22 de enero de 2015

Meat is Murder, de The Smiths: la invención de la soledad

Publicado en revista Brando, enero de 2015


Soy de la generación que llegó a la adultez sin internet; ya éramos grandes cuando nos dejamos llevar por la avalancha de la información digital. Mis hijos están entrando a la adolescencia, y hoy la experiencia de la paternidad se parece a mirar a los hijos sumidos en los aparatitos. A nuestras historias de formación se les impone, cada vez más, el registro de testimoniar cómo era la vida cuando en las casas había nada más que un teléfono de línea, una televisión que sólo mostraba cuatro canales de aire y, con suerte, una computadora desconectada del mundo.
En realidad, los libros y los discos no eran tan distintos de las tabletas y los teléfonos inteligentes: pequeños objetos que transportaban información y que, entre otras cosas, ayudaban a moldear la sensiblidad de un adolescente.
Aunque los promotores del cambio y los apocalípticos de siempre ya tachaban a la época (mediados de los ochenta) como una en la que había demasiada información, vista desde hoy parece una época de información escasa. Con mi amigo Nagy (le empezamos a decir así por el locutor de la Heavy Rock & Pop), como aspirantes a monjes medievales, nos juntábamos a leer una y otra vez revistas como la Pelo y la Rock&Pop; por algún motivo nos fuimos convenciendo de que la información que traían era fundamental para nosotros. Durante horas, nos quedábamos callados, leyendo; intercambiábamos revistas y cartillas interiores de LPs. Los discos de vinilo habían sido la manera más extendida de publicar música grabada desde los años cincuenta; todavía conservaban su prestigio, y convivían con los cassetes, más recientes y manipulables. En alguna nota al pie de alguna de esas revistas, algún día de 1986 o 1987, aparecieron los Smiths. Nagy consiguió una copia en cassette de Hatful of Hollow, tercer disco de la banda de Manchester; yo me compré poco después el LP de Meat is Murder, con su tapa warholianamente cuadriculada de un soldado de apariencia frágil, que remitía a la tapa de U2 de un chico con un casco. Pronto empezaríamos a darles a esos discos el estatuto de biblias secretas de nuestra adolescencia sensible. No existían foros de fans, y yo no conocía a nadie más a quien le gustaran los Smiths, además de Nagy. A los Smiths, una banda casi sin hits, ni siquiera los pasaban en las radios. La experiencia de escuchar a los Smiths, a su música, que prometía ser eterna y hoy es sólo una pieza menor de la sensibilidad musical de los nacidos a principios de los años setenta, fue para mí la experiencia de mi amistad con Nagy, un grial torcido de nuestra búsqueda de adaptación y crecimiento. En esas tardes ociosas de información silenciosa se gestó lo que haríamos de adultos: él se hizo músico (Johnny Marr, guitarrista de los Smiths, tuvo algo que ver en eso) y yo escritor.
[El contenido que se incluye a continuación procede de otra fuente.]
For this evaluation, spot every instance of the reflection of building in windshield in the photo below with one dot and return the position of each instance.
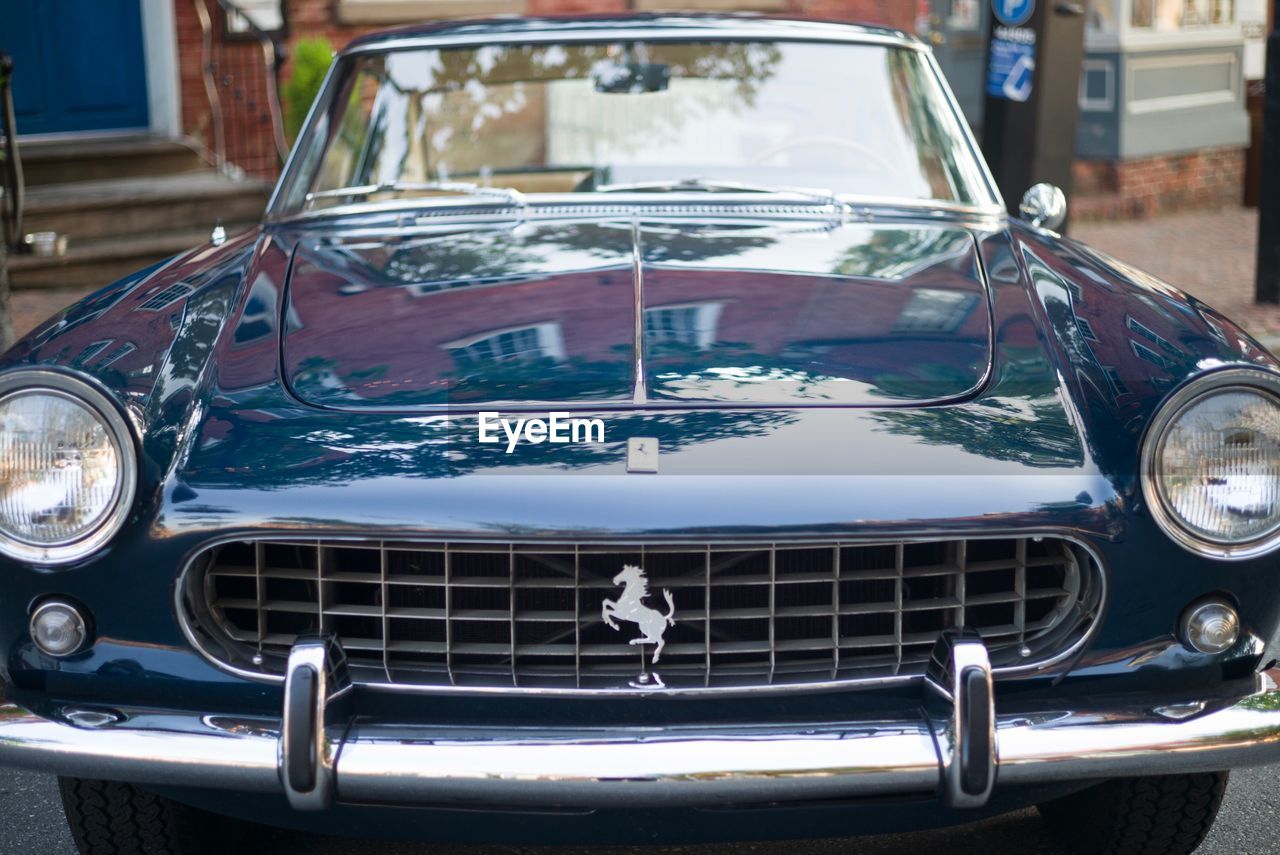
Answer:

De Morrissey, cantante y compositor de los Smiths, siempre se decía que tenía buenas letras; en aquella época yo repetía como loro ese dato, aunque a mi nivel de inglés no le alcanzaba para comprobarlo. Yo leía novelas, y no entendía la poesía. Pero hoy, leyendo las letras, puedo decir que la deformidad delicada de Morrissey encendió algo en mis neuronas, un plafón de humor, amor y turbiedad que yo también intentaría cultivar.
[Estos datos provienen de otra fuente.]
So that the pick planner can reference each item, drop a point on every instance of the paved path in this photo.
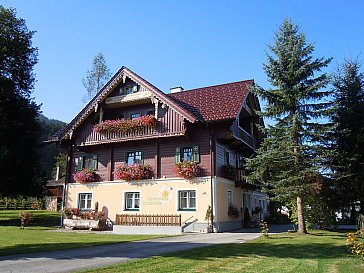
(82, 258)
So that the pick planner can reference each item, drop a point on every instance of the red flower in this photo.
(124, 125)
(133, 172)
(188, 169)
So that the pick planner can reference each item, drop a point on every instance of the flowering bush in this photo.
(188, 169)
(124, 125)
(84, 176)
(234, 211)
(133, 172)
(355, 242)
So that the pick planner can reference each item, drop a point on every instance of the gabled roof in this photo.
(214, 103)
(107, 89)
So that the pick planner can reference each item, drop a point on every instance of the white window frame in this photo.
(188, 209)
(79, 201)
(133, 201)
En esta época donde sí parece que la información disponible es muchísima, me gusta hacer la arqueología de esos gustos adolescentes de los que no terminé de salir del todo. Encuentro por ahí las palabras que describen exactamente lo que me pasó a mí con Morrissey y los Smiths. Un editor de la revista Slant los describió así: “Nadie habría esperado que un discípulo mordaz y sexualmente frustrado de Oscar Wilde, que amaba el punk pero canturreaba como un Sinatra fallado, se uniera con un guitarrista increíblemente inventivo, cuyas influencias eran tan difusas que era imposible distinguirlas, para formar uno de las mejores parejas compositivas de los años ochenta.”
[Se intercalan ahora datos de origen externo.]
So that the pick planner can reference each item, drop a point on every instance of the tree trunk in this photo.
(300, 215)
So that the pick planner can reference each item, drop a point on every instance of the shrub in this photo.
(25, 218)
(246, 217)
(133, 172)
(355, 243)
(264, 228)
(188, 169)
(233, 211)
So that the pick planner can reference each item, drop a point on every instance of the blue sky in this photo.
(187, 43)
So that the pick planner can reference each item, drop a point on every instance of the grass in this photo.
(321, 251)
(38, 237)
En aquellos años, aferrarse a la rareza era una manera de afirmar la propia identidad. En el invierno del 87 pinté una remera con la leyenda “Meat is Murder”. En el verano me fui a trabajar a una viña en La Rioja, y llevé todos los días esa remera. La difícil tarea de explicarles a los recolectores de uva con los que trabajaba qué había querido hacer pintando esa remera fue una forma de confirmarme como alguien “especial”. Con el tiempo, fui descubriendo a otros amigos para quienes escuchar infinidad de veces Meat is Murder había sido parte fundante de su adolescencia. No éramos tan raros: era sólo que no existía Internet.